EDIT: must add this kind of setup is strongly not recommended by "wiring for dcc" website authors because of possibility of potentially frying decoders and booster.

2. from what i can tell so far one side is enough. at least if you use atlas and peco turnouts. (modified my shinoharas to do that as well) my entire layout is powered from single drop at the moment and i have 3 turnouts on mainline 

3. the stationary decoders i seen so far have manual override.so you remote turnouts can be operated by both DCC cab and separate "dispatch" panel.

as far as extreme curve track you have i don't think it is a big deal - just get normal one, track is not the most expensive part


----------



## A2Mich (Oct 25, 2009)

Tankist.....thanks for the reply and the answers. As far as track, I would probably re-use the straight track from the PIKO set and not chance the tight turns. From what I was told by a rep at Silvergate Dist, that the Euro trains are designed to run on the narrower radii curves such as the 14.5-16", and form what I can tell, most trains really need a minimum of 18, if not 22".

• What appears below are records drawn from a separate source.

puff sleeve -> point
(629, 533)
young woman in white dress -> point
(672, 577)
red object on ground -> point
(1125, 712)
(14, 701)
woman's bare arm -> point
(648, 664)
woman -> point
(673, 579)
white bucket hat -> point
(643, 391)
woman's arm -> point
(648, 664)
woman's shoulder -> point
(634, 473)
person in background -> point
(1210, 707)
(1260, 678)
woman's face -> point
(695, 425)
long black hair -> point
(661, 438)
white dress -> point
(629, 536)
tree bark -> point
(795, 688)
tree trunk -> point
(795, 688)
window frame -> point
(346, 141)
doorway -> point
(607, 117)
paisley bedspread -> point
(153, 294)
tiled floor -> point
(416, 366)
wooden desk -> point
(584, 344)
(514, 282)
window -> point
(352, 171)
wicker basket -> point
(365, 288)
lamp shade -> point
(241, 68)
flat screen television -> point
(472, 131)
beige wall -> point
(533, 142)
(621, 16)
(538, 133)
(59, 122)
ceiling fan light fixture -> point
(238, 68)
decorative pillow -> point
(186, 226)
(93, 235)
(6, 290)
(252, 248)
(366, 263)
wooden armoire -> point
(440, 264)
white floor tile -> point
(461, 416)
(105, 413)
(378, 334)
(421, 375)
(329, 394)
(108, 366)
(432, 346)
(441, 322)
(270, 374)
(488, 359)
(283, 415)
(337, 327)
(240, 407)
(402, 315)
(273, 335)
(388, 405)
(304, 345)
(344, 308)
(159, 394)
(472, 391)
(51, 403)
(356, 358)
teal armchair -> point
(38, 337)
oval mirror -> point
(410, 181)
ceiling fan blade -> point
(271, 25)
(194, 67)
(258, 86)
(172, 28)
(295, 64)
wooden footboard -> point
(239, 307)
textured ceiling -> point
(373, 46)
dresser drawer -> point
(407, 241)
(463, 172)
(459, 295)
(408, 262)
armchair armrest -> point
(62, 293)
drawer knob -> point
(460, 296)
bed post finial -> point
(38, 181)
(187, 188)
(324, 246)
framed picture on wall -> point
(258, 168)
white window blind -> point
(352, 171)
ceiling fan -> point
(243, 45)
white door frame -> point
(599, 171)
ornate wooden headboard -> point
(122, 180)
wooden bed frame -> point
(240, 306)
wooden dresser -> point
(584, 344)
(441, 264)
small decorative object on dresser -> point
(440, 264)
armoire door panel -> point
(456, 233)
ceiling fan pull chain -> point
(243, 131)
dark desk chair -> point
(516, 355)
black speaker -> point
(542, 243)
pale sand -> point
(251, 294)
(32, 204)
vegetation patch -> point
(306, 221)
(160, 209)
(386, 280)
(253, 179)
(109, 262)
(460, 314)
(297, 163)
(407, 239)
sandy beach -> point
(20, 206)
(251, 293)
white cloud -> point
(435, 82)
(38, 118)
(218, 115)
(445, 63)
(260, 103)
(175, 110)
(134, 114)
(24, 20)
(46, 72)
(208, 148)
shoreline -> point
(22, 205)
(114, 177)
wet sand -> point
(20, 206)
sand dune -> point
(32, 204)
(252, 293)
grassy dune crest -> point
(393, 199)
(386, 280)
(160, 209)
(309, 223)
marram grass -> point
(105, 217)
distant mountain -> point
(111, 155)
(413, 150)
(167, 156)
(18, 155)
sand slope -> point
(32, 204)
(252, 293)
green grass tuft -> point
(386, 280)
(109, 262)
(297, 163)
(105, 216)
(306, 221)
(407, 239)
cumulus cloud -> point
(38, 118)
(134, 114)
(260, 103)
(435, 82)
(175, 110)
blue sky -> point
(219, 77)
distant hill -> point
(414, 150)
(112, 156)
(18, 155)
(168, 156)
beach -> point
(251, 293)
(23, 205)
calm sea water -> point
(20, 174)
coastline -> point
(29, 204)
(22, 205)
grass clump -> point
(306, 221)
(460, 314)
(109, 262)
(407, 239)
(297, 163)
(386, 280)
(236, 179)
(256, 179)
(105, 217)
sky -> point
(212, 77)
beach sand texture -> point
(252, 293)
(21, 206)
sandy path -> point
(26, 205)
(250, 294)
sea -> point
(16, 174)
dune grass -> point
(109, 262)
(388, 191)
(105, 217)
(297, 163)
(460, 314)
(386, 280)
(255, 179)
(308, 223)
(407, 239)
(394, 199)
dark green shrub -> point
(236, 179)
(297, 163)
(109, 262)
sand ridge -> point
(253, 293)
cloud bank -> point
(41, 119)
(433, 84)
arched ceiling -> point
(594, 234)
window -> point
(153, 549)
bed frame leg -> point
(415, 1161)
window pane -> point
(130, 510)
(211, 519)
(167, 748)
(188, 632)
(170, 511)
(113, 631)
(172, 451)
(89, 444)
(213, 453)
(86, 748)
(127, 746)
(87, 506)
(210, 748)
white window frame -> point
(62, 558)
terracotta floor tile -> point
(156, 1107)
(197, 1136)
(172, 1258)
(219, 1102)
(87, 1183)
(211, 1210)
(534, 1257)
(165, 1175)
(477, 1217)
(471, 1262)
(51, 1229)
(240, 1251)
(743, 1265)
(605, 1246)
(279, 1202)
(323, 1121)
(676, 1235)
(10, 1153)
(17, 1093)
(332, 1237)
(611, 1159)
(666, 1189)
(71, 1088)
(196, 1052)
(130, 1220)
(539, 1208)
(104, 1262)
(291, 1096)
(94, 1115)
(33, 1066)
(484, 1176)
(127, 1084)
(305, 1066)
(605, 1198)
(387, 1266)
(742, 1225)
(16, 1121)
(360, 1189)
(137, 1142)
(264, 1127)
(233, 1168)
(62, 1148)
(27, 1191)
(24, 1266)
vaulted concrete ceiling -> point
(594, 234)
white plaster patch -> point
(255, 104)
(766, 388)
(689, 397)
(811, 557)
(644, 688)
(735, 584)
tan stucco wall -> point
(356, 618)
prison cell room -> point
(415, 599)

I had thought about the DPDT switch setup to switch between DC and DCC, but would wire that directly before the track feed to avoid any backfeeds from one power source to the other. My ONLY reason for considering this is that my 5 YO son will be using this set as well, and I don't feel that he will be capable at this time of using a DCC cab, hence the wanting to be able to run on DC as well.

As for wiring the turnouts for DCC, I probably wouldn't do that right away, and more than likely not until I feel that a DC setup is no longer needed.

So far, I haven't purchased anything yet. We're wanting to, but are holding off until we could get some of our questions answered and had enough $$$ to get what we wanted.

Thanks again for all of your advice.


----------